Warning: Partition-based overwrite only works when your partition boundaries align precisely with your pipeline's logical processing units. If you're running a daily job on date partitions, this is clean. If you have late-arriving data that can land in multiple partitions, or your partition granularity doesn't match your retry granularity, upserts are more appropriate.
Late-arriving data is the scenario that breaks naive partition overwrite strategies. Suppose a transaction from January 15th doesn't arrive in your data warehouse until January 20th because of a delay in the upstream system. Your January 15th partition has already been computed and closed. What now?

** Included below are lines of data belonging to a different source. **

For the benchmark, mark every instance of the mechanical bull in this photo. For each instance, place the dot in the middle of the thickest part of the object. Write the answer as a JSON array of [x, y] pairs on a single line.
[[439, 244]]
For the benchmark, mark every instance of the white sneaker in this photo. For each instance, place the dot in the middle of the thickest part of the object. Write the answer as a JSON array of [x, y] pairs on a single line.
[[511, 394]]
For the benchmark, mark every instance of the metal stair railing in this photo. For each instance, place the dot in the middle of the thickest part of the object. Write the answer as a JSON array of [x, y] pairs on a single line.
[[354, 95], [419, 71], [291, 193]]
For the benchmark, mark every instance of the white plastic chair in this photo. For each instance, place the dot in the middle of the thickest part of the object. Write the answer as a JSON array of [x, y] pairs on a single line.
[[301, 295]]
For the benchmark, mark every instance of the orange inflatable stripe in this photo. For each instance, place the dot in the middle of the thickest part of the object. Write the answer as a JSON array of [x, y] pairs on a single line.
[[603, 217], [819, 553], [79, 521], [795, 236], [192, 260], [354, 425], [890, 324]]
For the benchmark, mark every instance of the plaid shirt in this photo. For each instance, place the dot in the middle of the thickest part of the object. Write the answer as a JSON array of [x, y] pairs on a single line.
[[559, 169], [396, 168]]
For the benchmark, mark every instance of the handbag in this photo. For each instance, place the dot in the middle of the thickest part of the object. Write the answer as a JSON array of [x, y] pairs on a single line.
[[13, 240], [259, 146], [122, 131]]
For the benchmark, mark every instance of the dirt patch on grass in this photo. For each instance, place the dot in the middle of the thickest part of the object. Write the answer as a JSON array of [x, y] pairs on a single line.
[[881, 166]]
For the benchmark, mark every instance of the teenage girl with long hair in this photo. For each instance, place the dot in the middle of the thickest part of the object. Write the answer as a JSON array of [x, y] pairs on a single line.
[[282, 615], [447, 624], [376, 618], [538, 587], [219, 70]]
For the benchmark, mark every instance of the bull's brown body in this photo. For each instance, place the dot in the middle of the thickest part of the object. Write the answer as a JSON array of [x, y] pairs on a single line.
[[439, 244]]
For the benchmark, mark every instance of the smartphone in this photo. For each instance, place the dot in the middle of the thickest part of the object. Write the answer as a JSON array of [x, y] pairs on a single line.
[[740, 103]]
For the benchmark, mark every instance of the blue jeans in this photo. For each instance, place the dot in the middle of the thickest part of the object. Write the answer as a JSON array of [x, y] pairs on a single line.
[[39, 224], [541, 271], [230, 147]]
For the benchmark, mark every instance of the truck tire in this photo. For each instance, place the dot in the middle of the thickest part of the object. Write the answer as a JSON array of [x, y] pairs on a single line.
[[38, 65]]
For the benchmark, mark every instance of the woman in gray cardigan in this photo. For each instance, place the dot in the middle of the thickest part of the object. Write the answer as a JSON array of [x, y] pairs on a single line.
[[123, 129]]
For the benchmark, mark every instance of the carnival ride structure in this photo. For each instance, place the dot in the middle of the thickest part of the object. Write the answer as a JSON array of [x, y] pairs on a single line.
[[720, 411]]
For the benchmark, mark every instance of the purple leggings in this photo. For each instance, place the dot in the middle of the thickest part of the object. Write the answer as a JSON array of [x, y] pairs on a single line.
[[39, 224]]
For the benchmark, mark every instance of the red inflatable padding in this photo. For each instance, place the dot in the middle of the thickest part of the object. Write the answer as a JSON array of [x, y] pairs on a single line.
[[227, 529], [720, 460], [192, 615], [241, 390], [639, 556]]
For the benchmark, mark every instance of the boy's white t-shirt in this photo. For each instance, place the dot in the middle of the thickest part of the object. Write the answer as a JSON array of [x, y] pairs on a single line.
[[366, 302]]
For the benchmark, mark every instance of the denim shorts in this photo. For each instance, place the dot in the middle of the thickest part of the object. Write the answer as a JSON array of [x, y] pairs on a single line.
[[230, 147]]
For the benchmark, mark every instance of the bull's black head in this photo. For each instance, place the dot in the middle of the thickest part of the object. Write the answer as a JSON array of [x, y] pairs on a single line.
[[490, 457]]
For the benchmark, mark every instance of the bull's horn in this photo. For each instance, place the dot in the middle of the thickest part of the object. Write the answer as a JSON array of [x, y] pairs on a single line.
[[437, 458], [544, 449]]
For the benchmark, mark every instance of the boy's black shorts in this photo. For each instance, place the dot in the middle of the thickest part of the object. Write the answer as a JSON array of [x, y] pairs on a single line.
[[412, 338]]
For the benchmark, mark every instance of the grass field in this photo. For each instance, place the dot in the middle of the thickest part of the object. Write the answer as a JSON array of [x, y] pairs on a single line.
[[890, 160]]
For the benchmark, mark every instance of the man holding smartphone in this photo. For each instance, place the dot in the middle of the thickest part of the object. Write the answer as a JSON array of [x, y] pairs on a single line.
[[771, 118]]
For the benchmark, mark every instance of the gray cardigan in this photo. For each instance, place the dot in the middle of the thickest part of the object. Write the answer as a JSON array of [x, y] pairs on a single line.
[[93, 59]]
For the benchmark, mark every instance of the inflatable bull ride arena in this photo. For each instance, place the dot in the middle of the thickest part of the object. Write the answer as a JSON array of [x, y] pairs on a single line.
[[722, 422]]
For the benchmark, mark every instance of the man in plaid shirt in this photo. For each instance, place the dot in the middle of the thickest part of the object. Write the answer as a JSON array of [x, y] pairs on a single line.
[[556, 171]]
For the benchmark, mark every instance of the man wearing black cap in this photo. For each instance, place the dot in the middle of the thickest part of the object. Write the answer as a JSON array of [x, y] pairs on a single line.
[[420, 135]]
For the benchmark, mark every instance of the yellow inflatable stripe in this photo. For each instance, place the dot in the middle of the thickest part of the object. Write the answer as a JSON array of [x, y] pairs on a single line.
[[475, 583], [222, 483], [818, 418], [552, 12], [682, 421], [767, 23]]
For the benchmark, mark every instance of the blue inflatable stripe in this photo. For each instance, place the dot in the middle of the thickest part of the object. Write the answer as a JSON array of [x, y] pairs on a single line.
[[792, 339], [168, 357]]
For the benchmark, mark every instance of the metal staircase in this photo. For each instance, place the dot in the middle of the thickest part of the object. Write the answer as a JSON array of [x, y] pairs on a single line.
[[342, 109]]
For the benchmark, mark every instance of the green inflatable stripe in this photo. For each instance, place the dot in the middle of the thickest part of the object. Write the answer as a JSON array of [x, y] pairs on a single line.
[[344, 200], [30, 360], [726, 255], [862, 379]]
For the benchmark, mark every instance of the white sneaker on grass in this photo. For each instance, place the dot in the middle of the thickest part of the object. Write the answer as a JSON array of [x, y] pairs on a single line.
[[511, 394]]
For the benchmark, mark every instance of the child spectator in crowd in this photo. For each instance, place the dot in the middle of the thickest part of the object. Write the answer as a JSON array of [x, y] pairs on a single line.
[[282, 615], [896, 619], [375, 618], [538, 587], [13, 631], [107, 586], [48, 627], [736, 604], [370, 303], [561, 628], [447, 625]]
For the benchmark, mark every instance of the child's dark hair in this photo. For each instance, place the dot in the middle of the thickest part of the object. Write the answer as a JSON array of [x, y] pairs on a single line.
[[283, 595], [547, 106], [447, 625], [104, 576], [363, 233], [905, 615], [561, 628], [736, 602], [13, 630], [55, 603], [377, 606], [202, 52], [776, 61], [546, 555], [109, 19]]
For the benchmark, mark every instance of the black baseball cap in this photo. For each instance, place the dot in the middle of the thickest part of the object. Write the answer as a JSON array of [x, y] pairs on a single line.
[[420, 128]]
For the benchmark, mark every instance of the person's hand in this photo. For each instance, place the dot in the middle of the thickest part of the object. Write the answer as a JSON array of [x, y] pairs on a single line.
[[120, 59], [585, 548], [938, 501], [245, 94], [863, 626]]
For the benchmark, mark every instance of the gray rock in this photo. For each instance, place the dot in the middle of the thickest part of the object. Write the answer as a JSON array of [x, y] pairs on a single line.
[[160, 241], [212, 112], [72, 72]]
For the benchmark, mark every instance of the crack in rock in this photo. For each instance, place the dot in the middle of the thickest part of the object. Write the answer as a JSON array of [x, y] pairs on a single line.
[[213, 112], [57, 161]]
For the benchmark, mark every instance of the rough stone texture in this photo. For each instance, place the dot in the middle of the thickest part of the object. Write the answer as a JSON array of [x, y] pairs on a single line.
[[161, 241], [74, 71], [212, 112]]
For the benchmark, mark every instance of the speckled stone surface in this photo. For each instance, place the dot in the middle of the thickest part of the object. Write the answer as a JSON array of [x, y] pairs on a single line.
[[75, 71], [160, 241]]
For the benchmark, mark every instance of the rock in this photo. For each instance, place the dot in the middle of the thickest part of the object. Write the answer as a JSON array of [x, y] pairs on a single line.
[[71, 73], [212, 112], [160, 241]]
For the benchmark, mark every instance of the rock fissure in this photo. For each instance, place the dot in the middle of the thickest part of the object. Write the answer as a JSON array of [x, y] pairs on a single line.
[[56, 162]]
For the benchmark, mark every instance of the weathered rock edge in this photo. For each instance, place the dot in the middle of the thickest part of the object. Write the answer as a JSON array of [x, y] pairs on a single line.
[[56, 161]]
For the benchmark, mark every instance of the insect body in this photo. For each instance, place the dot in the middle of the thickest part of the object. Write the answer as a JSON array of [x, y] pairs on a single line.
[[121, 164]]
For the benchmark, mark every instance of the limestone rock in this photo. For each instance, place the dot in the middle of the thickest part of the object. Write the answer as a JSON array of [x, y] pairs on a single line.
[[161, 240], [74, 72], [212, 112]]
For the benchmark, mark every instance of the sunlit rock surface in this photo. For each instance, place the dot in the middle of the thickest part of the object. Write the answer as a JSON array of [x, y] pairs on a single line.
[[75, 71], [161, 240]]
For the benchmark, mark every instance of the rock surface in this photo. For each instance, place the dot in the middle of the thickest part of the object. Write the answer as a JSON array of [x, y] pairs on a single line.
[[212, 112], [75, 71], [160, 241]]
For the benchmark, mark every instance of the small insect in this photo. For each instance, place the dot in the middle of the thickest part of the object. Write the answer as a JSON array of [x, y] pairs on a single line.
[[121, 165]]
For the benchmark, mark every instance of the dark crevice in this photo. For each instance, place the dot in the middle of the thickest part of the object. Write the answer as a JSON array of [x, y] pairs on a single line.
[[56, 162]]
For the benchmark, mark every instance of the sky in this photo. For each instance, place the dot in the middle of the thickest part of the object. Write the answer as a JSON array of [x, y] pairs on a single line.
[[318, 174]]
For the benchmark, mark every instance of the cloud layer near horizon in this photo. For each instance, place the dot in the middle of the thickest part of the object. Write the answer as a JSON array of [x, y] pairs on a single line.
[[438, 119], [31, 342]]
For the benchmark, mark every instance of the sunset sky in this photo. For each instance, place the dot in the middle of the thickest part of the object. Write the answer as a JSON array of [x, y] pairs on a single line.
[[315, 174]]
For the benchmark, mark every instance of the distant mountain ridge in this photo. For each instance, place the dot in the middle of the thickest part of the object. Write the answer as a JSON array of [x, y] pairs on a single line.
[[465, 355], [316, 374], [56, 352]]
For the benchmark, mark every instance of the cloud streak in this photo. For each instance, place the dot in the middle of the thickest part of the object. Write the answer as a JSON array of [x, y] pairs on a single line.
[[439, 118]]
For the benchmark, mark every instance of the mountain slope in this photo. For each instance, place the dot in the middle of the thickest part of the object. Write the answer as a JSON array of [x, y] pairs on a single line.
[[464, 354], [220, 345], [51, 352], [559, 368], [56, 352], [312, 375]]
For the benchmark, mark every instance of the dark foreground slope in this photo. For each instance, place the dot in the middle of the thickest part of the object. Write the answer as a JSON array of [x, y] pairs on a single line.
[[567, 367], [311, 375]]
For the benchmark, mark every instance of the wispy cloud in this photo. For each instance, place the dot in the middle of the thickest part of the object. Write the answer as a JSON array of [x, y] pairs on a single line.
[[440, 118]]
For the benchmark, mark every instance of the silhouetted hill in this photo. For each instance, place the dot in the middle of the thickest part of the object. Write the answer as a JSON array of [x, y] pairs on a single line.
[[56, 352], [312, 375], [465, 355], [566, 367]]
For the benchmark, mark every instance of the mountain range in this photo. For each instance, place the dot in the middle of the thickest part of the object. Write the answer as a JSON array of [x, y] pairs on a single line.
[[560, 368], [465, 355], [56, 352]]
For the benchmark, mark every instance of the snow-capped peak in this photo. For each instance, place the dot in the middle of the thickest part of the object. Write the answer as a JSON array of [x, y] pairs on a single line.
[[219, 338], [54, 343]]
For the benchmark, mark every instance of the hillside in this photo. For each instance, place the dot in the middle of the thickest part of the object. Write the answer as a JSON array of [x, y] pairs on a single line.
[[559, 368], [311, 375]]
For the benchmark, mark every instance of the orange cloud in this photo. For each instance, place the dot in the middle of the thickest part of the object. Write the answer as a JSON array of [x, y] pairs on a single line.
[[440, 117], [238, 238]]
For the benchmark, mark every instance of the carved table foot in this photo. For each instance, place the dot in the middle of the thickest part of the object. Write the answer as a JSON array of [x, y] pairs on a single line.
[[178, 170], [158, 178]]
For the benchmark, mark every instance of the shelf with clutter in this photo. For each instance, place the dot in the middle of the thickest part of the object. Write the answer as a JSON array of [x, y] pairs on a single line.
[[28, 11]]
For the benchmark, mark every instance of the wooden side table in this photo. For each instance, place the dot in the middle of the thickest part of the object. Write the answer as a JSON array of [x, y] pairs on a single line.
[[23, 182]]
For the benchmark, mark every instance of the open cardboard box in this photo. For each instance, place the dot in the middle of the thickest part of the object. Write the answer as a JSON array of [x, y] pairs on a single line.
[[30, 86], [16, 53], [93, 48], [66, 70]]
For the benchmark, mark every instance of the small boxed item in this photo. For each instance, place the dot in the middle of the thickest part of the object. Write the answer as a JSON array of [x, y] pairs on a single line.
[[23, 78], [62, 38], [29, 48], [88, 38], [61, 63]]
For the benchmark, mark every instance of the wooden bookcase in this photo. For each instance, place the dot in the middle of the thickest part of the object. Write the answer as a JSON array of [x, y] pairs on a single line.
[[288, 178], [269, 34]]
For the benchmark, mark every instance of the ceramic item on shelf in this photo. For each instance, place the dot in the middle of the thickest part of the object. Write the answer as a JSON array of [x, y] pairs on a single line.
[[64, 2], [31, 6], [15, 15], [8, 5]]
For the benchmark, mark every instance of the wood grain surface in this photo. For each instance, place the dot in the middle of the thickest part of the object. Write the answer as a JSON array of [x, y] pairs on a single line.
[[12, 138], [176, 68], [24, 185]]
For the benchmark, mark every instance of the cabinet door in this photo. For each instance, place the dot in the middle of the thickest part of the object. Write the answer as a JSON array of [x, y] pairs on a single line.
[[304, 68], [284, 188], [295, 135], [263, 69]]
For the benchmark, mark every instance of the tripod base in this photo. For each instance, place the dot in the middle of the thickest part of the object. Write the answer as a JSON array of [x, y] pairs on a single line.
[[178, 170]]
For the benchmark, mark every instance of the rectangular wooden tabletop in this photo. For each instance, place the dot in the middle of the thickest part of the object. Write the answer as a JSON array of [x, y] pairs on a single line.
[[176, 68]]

The standard industry approach is watermarking with a lookback window. Instead of processing only today's partition, your pipeline always reprocesses the last N days:
def run_revenue_pipeline_with_lookback(
run_date: date,
client: bigquery.Client,
lookback_days: int = 3,
**kwargs
) -> None:
"""
Reprocesses the last N days to capture late-arriving data.
This is still idempotent because each partition is fully replaced.
The cost is proportional to lookback_days, so choose carefully.
"""
for days_back in range(lookback_days + 1):
processing_date = run_date - timedelta(days=days_back)
print(f"Processing partition: {processing_date.isoformat()}")
run_daily_revenue_pipeline(
processing_date=processing_date,
client=client,
**kwargs
)
print(f"Completed pipeline run for {run_date}, lookback={lookback_days} days")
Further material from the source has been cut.